Marathon’s investment pales, however, in the face of potential environmental liability and loss of reputation from a catastrophic pipeline failure. The pipeline’s operator, Energy Transfer Partners (ETP), has a poor environmental record, with pending water contamination lawsuits in New Jersey, Vermont, Pennsylvania, Louisiana, and Puerto Rico.
The agreement to acquire its ownership in DAPL was reached on August 2, 2016, five days after the project was approved by the US Army Corps of Engineers and eight days before the Standing Rock Sioux Tribe (SRST) began its blockade to stop construction.
However, in the months preceding this agreement, the SRST, as well as three federal agencies, raised concerns about the lack of tribal consultation and the inadequacy of the environmental impact review. At the time of this agreement, proponents believe that Marathon and its shareholders should have been aware of the risks posed by these concerns.
Since August, the conflict has escalated as DAPL construction continued despite the Obama Administration’s request that ETP voluntarily pause construction within 20 miles of Lake Oahe. The alleged use of force towards peaceful protesters is generating negative media coverage while further jeopardizing DAPL’s social license to operate. ETP reports losses of $1.4 billion in a year if delays continue.
Marathon prepare a report to shareholders, at reasonable cost and omitting proprietary information, that describes the due diligence process used to identify and address environmental and social risks, including Indigenous rights risk, in reviewing potential acquisitions.

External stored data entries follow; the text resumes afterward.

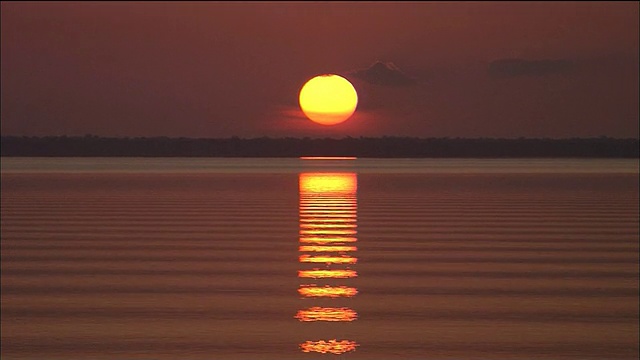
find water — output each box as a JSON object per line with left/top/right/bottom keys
{"left": 1, "top": 158, "right": 638, "bottom": 359}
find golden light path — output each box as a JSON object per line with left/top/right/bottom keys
{"left": 298, "top": 269, "right": 357, "bottom": 279}
{"left": 299, "top": 223, "right": 357, "bottom": 229}
{"left": 298, "top": 245, "right": 357, "bottom": 252}
{"left": 299, "top": 236, "right": 357, "bottom": 244}
{"left": 299, "top": 156, "right": 357, "bottom": 160}
{"left": 299, "top": 173, "right": 357, "bottom": 193}
{"left": 298, "top": 285, "right": 358, "bottom": 298}
{"left": 299, "top": 229, "right": 358, "bottom": 236}
{"left": 298, "top": 75, "right": 358, "bottom": 126}
{"left": 297, "top": 172, "right": 359, "bottom": 354}
{"left": 299, "top": 254, "right": 358, "bottom": 265}
{"left": 296, "top": 307, "right": 358, "bottom": 322}
{"left": 300, "top": 340, "right": 359, "bottom": 355}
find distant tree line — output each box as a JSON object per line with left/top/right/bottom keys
{"left": 1, "top": 135, "right": 638, "bottom": 158}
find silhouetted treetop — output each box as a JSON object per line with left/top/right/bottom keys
{"left": 1, "top": 136, "right": 637, "bottom": 158}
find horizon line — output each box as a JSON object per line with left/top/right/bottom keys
{"left": 2, "top": 135, "right": 638, "bottom": 140}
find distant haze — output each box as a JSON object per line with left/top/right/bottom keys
{"left": 1, "top": 2, "right": 638, "bottom": 138}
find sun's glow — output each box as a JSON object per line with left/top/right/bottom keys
{"left": 299, "top": 74, "right": 358, "bottom": 126}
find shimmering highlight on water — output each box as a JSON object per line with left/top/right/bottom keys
{"left": 1, "top": 158, "right": 638, "bottom": 359}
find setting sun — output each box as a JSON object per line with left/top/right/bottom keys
{"left": 299, "top": 75, "right": 358, "bottom": 125}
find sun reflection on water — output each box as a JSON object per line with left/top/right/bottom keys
{"left": 300, "top": 339, "right": 359, "bottom": 354}
{"left": 298, "top": 269, "right": 357, "bottom": 279}
{"left": 299, "top": 173, "right": 357, "bottom": 194}
{"left": 298, "top": 172, "right": 359, "bottom": 353}
{"left": 299, "top": 245, "right": 357, "bottom": 252}
{"left": 295, "top": 307, "right": 358, "bottom": 322}
{"left": 298, "top": 285, "right": 358, "bottom": 298}
{"left": 299, "top": 236, "right": 357, "bottom": 244}
{"left": 299, "top": 254, "right": 358, "bottom": 265}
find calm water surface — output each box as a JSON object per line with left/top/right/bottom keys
{"left": 1, "top": 158, "right": 638, "bottom": 359}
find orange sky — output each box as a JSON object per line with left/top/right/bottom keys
{"left": 1, "top": 1, "right": 638, "bottom": 138}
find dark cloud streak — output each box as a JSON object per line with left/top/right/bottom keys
{"left": 488, "top": 58, "right": 575, "bottom": 78}
{"left": 349, "top": 61, "right": 416, "bottom": 86}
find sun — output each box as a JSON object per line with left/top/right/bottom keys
{"left": 299, "top": 74, "right": 358, "bottom": 126}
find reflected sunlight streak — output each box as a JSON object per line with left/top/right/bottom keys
{"left": 299, "top": 173, "right": 357, "bottom": 194}
{"left": 299, "top": 157, "right": 357, "bottom": 160}
{"left": 299, "top": 236, "right": 357, "bottom": 244}
{"left": 299, "top": 245, "right": 357, "bottom": 252}
{"left": 300, "top": 339, "right": 359, "bottom": 354}
{"left": 298, "top": 269, "right": 357, "bottom": 279}
{"left": 299, "top": 218, "right": 356, "bottom": 223}
{"left": 298, "top": 285, "right": 358, "bottom": 298}
{"left": 299, "top": 223, "right": 357, "bottom": 229}
{"left": 298, "top": 172, "right": 358, "bottom": 353}
{"left": 299, "top": 254, "right": 358, "bottom": 264}
{"left": 295, "top": 307, "right": 358, "bottom": 322}
{"left": 300, "top": 229, "right": 357, "bottom": 235}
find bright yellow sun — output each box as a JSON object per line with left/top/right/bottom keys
{"left": 299, "top": 74, "right": 358, "bottom": 126}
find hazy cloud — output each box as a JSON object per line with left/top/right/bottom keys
{"left": 349, "top": 61, "right": 416, "bottom": 86}
{"left": 489, "top": 58, "right": 574, "bottom": 78}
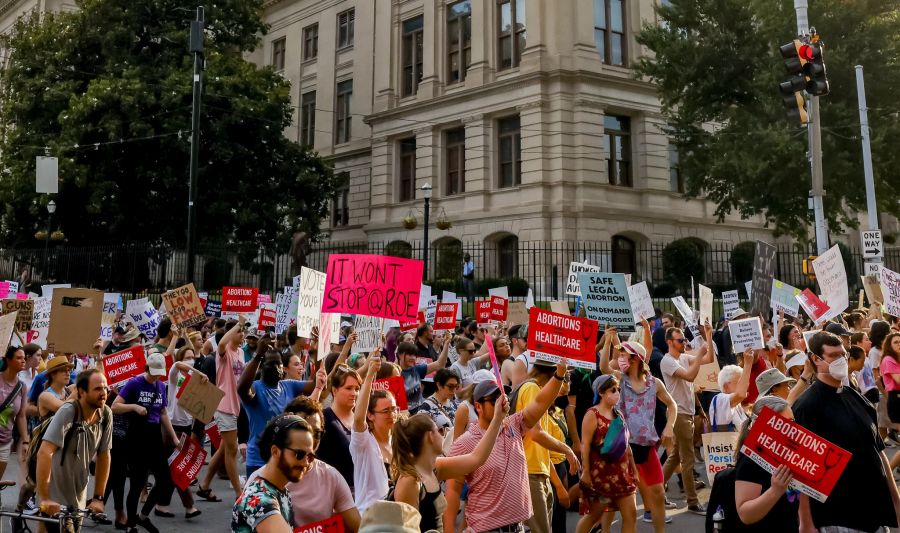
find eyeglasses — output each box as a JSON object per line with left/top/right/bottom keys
{"left": 284, "top": 447, "right": 315, "bottom": 462}
{"left": 373, "top": 406, "right": 400, "bottom": 415}
{"left": 671, "top": 338, "right": 686, "bottom": 344}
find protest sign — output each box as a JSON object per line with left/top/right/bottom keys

Such a report should consider:
• Which committees, departments and/or managers are responsible for review, oversight and verification;
• How environmental and social risks are identified and assessed;
• Which international standards are used to define the company’s due diligence procedures;
• How this information informs and is weighted in acquisition decisions;
• If and how risks identified were disclosed to shareholders;
• Whether the company has an exit option in DAPL;
• Whether Marathon will adjust its policies and practices so as to not become entangled with such situations in the future.